Europe is preparing for a harsh winter. The war in Ukraine has accentuated a serious energy crisis that began at the end of 2021 and has caused a significant increase in fuel prices worldwide. However, the situation on the Old Continent is particularly complicated as the sanctions imposed on Russia for the invasion have caused President Vladimir Putin to turn off the gas tap to the continent on the eve of autumn.
Against this backdrop, European countries are trying to find alternatives to Russian gas. Qatar, Azerbaijan and Norway are some of the nations that have emerged as possible new gas suppliers to the continent. Likewise, and with the aim of seeking new energy allies, the President of the European Council, Charles Michel, has travelled to Algeria, a country with large gas reserves.
As Michel announced on his Twitter account, this visit was aimed at "strengthening cooperation with the European Union". "Regional stability and security, energy, trade and prosperity are our common objectives," he added.
During his trip to Algiers, the European leader met with Algerian President Abdelmajid Tebboune and Foreign Minister Ramtane Lamamra. After one of the meetings, Michel said that Algeria was a "loyal and reliable" energy partner for the EU.
Before Michel, another European leader travelled to Algeria with an eye on gas. In July, former Italian Prime Minister Mario Draghi agreed a $4 billion gas deal with Algiers after several previous visits to the country.
Recently, French President Emmanuel Macron also visited Algiers. Although this trip was aimed at repairing ties between the two countries, gas also played a key role. The French president thanked the North African country for increasing gas supplies through the Italian Transmed pipeline, an aspect that, in Macron's words, "is a question of European solidarity".
Despite the fact that many European countries are betting on Algeria, some analysts question Algeria's commitment in this regard due to "technical and political" reasons, according to a report by the Middle East Economic Survey published by Al-Arab. According to the document, total Algerian natural gas exports fell by 18% during the first half of 2022.
In addition, the Arab newspaper recalls the breakdown of the Medgaz pipeline in July. A problem which, according to Al-Arab, is due to "poor maintenance and obsolete equipment". This pipeline supplies gas to Spain, a country with which Algeria is currently engaged in a diplomatic crisis.
Shortly after the government of Pedro Sánchez endorsed Morocco's plan for Western Sahara, Algeria recalled its ambassador to Madrid for consultations, froze the Treaty of Friendship, Good Neighbourliness and Cooperation with Spain and threatened to raise the price of gas.

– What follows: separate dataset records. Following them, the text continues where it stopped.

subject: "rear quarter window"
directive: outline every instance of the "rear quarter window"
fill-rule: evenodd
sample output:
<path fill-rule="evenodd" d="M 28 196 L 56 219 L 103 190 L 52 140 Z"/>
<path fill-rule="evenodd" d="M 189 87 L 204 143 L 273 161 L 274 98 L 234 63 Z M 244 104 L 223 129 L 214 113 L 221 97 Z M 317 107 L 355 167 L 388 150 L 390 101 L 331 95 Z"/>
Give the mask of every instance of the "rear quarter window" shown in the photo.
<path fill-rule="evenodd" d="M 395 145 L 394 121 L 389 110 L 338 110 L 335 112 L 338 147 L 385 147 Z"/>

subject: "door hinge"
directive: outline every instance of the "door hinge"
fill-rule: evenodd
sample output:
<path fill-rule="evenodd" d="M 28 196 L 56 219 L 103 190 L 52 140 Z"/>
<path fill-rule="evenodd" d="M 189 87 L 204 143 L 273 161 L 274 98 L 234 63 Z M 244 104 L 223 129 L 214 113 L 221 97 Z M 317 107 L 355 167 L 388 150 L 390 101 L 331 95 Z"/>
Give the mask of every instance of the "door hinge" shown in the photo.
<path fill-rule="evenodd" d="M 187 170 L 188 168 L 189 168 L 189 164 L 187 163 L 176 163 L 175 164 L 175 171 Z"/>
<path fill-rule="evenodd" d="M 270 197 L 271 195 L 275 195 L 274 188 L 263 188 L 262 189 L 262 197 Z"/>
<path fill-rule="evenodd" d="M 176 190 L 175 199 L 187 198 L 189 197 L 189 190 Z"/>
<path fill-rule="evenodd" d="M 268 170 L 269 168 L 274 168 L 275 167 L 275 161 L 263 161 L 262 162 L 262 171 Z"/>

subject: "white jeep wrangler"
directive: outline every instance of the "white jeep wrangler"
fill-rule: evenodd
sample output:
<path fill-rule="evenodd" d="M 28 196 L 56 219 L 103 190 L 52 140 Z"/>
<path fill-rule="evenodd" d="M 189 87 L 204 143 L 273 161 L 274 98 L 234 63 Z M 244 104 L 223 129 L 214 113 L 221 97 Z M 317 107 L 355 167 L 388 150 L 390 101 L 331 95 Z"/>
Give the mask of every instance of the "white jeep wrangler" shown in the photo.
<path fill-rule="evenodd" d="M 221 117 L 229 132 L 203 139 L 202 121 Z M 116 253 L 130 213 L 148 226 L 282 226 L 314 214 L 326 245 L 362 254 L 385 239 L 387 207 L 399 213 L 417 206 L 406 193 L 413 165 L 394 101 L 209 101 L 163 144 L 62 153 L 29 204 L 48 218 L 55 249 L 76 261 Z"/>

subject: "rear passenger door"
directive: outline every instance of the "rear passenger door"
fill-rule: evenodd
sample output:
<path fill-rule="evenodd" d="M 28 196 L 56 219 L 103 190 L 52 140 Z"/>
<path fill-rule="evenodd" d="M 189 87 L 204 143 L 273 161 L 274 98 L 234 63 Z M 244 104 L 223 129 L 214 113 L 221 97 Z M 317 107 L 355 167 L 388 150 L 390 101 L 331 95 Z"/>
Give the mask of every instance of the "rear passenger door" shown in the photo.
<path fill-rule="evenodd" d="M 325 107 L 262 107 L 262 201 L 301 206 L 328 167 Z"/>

For this reason, many experts fear that Tebboune's government will use gas to exert political pressure on Europe, something that Russia used to do. As Dalia Ghanem, an analyst at the European Union's Institute for Security Studies, told Al-Arab, Algeria "intends to strengthen its role in the region to become a leading country in Africa", especially to "defend its position against Morocco
On the other hand, Algeria is Russia's main ally in the region, making it "illogical" to depend on Algiers for energy, experts tell Al-Arab. Algiers and Moscow have had a close relationship for decades. The invasion of Ukraine has not dampened these strong ties. Indeed, since the war began, the Algerian army has participated in Russian military exercises, Algeria's chief of staff, Said Chengriha, has taken part in a conference on international security organised by Moscow, and the Tebboune government has hosted Russian Foreign Minister Sergei Lavrov.